The three years between iLIKETRAiNS's 2007 debut Elegies To Lessons Learnt and the present day could almost be a lifetime, such is the vastness of the chasm musically and lyrically between now and then. Since that album's release, the band have lost a member, parted company with their record label, streamlined their sound to within a whisper of the reverb drenched symphonies of yore and ditched the historical passages for more ambiguous references towards the present and future.
Even the recording process the band embarked on for He Who Saw The Deep took a drastic diversion from that of its predecessor and subsequent EPs, with the band choosing to seek refuge in a farmhouse on the Yorkshire Dales rather than a historical locale such as a derelict mill or deserted chapel, the sites where The Christmas Tree Ship and Elegies... were both respectively recorded.
Perhaps the biggest indigence here is that He Who Saw The Deep took so long to see the light of day at all, due in no small part to the difficulties the then label-less iLiKETRAiNS had in finding an imprint to release the record. Eventually, having taken the decision to set up one of their own (ILR), they then had to contend with the dilemma of distributing the thing, hence their involvement with Pledgemusic, the sponsor initiated venture that allowed the band's fans to fund the record by pledging donations for numerous limited edition variants on the album as well as several unique souvenirs (a game of Scrabble with bass player Alistair Bowis anyone?).
Fortunately, He Who Saw The Deep isn't reliant on any kind of gimmick or purchase incentive other than the 11 pieces of music contained within. On the surface it's a more stripped down affair than iLiKETRAiNS' previous works, the only instantly recognisable element being David Martin's instantly recognisable baritone. Although in the past the band have (perhaps lazily) been shoved in the post-rock corner, there's little evidence of any compatibility with such a genre here, the record instead offering a more sedative and reflective collection than Elegies... or any of their earlier singles like 'Terra Nova' or 'A Rook House For Bobby'.

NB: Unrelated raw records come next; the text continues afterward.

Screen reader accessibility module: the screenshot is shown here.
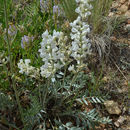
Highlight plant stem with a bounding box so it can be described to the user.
[4,0,24,127]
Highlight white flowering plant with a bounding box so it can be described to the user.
[18,0,92,78]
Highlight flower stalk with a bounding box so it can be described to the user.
[4,0,24,124]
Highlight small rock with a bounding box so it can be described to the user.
[118,4,128,13]
[104,100,121,115]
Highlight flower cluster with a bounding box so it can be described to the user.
[40,0,51,12]
[18,0,92,78]
[18,59,40,78]
[70,0,92,70]
[21,35,34,49]
[5,24,17,42]
[39,30,67,78]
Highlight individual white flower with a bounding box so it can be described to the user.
[68,65,74,71]
[39,30,68,78]
[70,0,92,69]
[18,59,40,78]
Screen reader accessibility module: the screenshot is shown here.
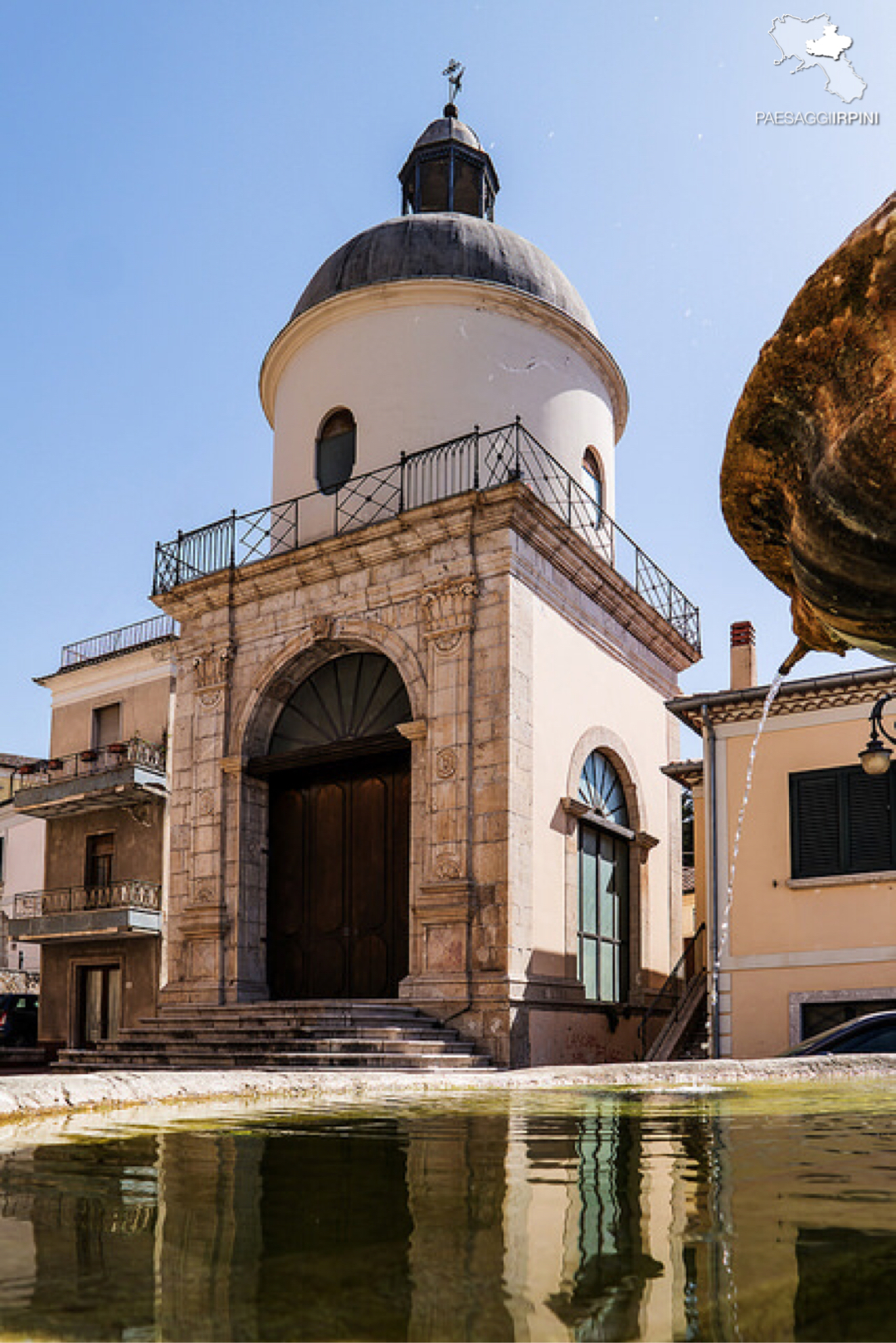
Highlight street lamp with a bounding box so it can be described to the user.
[859,690,896,774]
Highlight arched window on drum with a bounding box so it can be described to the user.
[314,407,358,494]
[577,751,634,1003]
[582,447,603,527]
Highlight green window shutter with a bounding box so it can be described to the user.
[790,770,844,877]
[790,766,896,877]
[842,768,894,872]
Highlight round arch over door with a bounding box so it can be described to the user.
[262,653,411,1000]
[577,751,634,1003]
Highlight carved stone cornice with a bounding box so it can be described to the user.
[666,666,896,733]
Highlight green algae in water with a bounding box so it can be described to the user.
[0,1084,896,1341]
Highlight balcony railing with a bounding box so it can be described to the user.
[16,737,165,791]
[153,419,700,651]
[59,616,178,668]
[12,881,161,918]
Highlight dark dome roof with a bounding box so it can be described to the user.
[293,213,597,336]
[414,117,482,149]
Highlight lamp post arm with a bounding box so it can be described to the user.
[869,690,896,747]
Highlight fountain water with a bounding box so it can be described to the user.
[709,664,787,1017]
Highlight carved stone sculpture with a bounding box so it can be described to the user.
[722,193,896,664]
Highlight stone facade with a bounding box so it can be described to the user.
[158,484,694,1063]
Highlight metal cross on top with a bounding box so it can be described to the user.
[442,61,464,104]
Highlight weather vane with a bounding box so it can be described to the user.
[442,61,464,102]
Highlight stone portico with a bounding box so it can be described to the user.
[157,470,692,1063]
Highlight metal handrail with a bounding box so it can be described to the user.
[12,878,161,918]
[153,418,700,651]
[638,922,707,1058]
[59,616,178,668]
[16,737,165,791]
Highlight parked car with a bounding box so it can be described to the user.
[781,1011,896,1058]
[0,994,37,1048]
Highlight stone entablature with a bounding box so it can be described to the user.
[669,666,896,733]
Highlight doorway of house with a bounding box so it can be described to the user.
[76,966,121,1049]
[256,651,411,1000]
[267,749,411,1000]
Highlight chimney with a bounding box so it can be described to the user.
[731,620,757,690]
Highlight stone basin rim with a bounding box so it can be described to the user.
[0,1054,896,1126]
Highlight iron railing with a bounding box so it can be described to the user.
[153,419,700,651]
[638,924,707,1058]
[12,879,161,918]
[59,616,178,668]
[16,737,165,791]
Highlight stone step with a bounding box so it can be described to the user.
[81,1037,473,1058]
[55,1000,492,1070]
[118,1024,462,1048]
[54,1049,492,1072]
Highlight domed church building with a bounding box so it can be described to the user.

The first few chords of opener 'When We Were Kings' are eerily reminiscent of someone like The Boxer Rebellion, chiming guitars eating away at the song's core as Martin's vocal, deceptively low in the mix, solemnly declares "I want to believe in you". Things take an even more unexpected twist on 'A Father's Son', Simon Fogal's twitchy drumbeat seemingly inspired by Fleetwood Mac's 'Big Love' before a probing bassline prods and pokes, Martin's mournful observations reaching their pinnacle as a defiant "We escape when our time is up!" leads the song to its close.
There's very little here that compares directly to any of iLiKETRAiNS' earlier work, although 'We Saw The Deep' embarks on a similar folk path to 'The Voice Of Reason', albeit minus the crushing halo of delay infused white noise. 'Hope Is Not Enough' continues the melodramatic theme, Martin urging "Breathe in, breathe out, breathe deep" as the song builds to an assertive finale. 'Progress Is A Snake' takes the introspective route a little more obtusely, almost mirroring Interpol's 'Take You On A Cruise' for narrative dynamics.

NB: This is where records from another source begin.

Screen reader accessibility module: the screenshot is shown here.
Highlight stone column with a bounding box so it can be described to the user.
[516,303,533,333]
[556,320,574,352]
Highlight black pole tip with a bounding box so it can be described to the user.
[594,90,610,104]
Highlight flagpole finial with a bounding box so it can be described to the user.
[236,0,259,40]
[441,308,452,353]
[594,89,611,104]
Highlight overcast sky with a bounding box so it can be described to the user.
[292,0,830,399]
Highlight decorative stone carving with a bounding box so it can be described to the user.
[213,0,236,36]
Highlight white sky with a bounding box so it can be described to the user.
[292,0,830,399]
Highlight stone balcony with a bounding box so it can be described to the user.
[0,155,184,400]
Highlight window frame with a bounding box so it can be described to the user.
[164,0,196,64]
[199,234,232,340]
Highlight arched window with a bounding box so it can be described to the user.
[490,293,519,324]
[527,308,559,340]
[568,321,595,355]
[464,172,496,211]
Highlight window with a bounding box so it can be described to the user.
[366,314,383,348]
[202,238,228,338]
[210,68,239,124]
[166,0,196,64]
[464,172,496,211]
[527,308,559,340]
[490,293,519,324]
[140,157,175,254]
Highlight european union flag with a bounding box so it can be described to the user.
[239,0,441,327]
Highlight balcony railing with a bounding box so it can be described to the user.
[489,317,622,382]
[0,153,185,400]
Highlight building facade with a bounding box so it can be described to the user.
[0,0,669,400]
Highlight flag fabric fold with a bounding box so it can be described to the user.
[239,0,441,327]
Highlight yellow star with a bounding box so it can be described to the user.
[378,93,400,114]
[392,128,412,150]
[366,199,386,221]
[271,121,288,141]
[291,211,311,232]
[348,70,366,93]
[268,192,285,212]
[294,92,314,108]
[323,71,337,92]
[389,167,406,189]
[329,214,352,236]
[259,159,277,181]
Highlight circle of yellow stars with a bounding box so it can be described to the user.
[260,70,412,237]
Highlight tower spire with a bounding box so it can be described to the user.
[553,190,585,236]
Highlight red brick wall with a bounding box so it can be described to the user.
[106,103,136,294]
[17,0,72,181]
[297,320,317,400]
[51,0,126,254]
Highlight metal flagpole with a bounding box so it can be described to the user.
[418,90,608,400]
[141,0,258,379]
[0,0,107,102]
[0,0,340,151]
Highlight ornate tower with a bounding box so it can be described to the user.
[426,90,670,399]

Live favourite 'Sirens', one of the oldest pieces here (having made its debut during the summer festival season of 2009) sounds out of place in these surroundings, almost as if its mere existence stands as a blueprint for transition rather than a creative masterpiece heralding a new direction. 'These Feet Of Clay' is actually the first time the band resort to their trademark guitar sound, Fogal's percussive death march punctuating Guy Bannister's FX pedal musings with an almost military precision.
An extended take on former single 'Sea Of Regrets' clocks in at a mammoth eight minutes in its elongated form; while emphasising the song's epic status, it adds little of note to its six minute 45 RPM cousin. The closing trio of 'Broken Bones', 'A Divorce Before Marriage' and 'Doves' work as an inseparable, complete body of work, the songs molding into each other effortlessly. If Dave Martin's wistful observation highlights 'Broken Bones's more prudent sentiments ("The higher we climb, the further we have to fall"), then 'A Divorce...'s passive melody echoes Sigur Ros in lullaby mode, culminating in 'Doves's rueful conclusion ("We took our chances and now they're gone").

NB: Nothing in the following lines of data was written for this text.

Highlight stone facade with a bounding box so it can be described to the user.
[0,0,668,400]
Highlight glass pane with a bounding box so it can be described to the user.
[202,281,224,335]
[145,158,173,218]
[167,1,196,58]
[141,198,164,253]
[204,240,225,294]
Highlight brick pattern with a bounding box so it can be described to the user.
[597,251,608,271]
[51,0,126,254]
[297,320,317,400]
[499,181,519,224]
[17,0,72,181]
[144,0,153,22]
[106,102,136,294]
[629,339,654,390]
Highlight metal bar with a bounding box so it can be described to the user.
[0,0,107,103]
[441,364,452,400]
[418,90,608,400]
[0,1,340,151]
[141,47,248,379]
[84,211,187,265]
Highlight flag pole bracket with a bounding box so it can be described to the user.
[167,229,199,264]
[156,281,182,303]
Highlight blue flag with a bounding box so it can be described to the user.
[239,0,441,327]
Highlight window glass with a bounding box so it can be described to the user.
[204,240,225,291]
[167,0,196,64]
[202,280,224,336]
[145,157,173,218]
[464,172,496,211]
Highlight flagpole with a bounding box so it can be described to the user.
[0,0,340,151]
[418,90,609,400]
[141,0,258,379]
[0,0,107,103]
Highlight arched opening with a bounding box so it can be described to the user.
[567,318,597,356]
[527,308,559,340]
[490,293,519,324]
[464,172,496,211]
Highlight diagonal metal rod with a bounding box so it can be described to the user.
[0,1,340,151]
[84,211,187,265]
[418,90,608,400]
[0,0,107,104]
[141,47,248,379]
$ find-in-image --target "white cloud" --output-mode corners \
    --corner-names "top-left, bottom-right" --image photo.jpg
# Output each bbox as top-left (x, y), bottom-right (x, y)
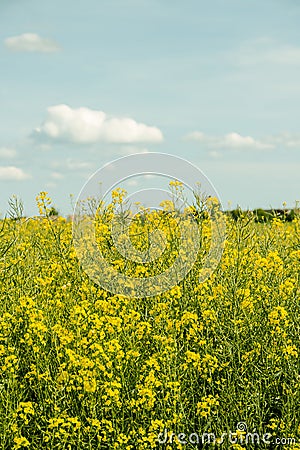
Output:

On the whole, He Who Saw The Deep is a sturdy representation of iLiKETRAiNS' progression as songwriters and arrangers, even if it doesn't quite carrying the intensity or immediacy of the endearing Progress Reform compilation that signalled their arrival in dramatic style. Their next venture will be crucial, yet the adventurous nature of this record, coupled with a relentless desire to succeed, suggests their crowning glory may still be to come.